Lawrence Ferlinghetti illustrates many dimensions of San Francisco in his poetry. His collection of poems investigates a wide range of topics that include San Francisco’s cultural diversity, the expansive social-economical rifts that exist, he is critical of the Imperial United States of America, and articulates on other elements that are unique to San Francisco.
The poem, The Changing Light, in particular is a depiction of the awesome phenomenon that is San Francisco’s brilliant light. San Francisco has its own splendid, radiant gleam that is unique to this earth. It is “none of your East Coast light...none of your pearly light of Paris,” Ferlinghetti says. The light of San Francisco is distinctive, similar to the Mediterranean perhaps, but without comparison. The poem describes the cycle of San Francisco’s light stages. The foggy mornings, the lambent afternoons, the sweeping wing, the casing sunset, and the new fabric of fog that floats in every night.
As our professor suggested, it might be attributed to the combination of the reflection of the ocean, the golden gate, the misty luminous fog, the refulgent glass from the skyline, the harbor light, that truly creates such an awe- inspiring light. Notice it is “Light” not “Lights,” as if San Francisco was a single island of light; A beacon. A drifting island of light is the main image constructed by Ferlinghetti; “an island light.” This might allude to the idea that San Francisco is its own island apart for the rest of the United States, an exceptional metropolis or hub of progress. Structurally, the lines and stanzas seems to be floating, almost drifting, off the page, just as if they were “anchorless upon the ocean,” as the last line of the poem suggest.

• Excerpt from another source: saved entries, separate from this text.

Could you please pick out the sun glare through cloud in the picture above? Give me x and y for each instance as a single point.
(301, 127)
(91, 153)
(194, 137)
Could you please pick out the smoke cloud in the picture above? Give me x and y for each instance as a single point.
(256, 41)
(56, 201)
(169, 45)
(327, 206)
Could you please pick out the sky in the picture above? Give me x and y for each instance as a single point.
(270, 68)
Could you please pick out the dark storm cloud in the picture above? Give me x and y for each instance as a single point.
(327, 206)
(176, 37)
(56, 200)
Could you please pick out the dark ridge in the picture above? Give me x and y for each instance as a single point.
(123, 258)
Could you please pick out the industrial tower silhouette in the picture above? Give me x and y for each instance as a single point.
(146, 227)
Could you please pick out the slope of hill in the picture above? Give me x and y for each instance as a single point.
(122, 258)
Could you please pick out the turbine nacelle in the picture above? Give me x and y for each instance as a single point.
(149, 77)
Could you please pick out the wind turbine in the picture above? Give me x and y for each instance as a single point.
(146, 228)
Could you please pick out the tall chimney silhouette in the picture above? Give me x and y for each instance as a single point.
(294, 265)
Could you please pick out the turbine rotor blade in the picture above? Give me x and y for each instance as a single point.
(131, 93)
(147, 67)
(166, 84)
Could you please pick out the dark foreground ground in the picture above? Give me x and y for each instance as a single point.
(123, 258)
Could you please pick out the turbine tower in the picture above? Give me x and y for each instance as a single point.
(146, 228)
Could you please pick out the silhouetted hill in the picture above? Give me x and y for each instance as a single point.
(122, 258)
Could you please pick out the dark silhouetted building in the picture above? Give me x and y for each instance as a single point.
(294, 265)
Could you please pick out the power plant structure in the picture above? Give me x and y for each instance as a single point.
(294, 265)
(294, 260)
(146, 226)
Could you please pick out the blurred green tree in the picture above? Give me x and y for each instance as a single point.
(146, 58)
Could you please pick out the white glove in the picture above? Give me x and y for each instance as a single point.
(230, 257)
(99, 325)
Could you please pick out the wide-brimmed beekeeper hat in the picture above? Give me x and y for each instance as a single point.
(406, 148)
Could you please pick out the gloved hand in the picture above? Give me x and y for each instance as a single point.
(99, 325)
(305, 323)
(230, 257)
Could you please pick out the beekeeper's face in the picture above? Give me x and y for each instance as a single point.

We're all beautiful golden sun flowers inside
Have a nice day.
Questions:
Serious: Ferlinghetti employs the element of water thru out many of his poems, what effect does this have on his poems and how would they differ if the water element was removed?
Unserious: “Wake up and pee, the world is one fire” was our advice from Mr. Ferlinghetti… is this Freud reading sexist pig being misogynistic?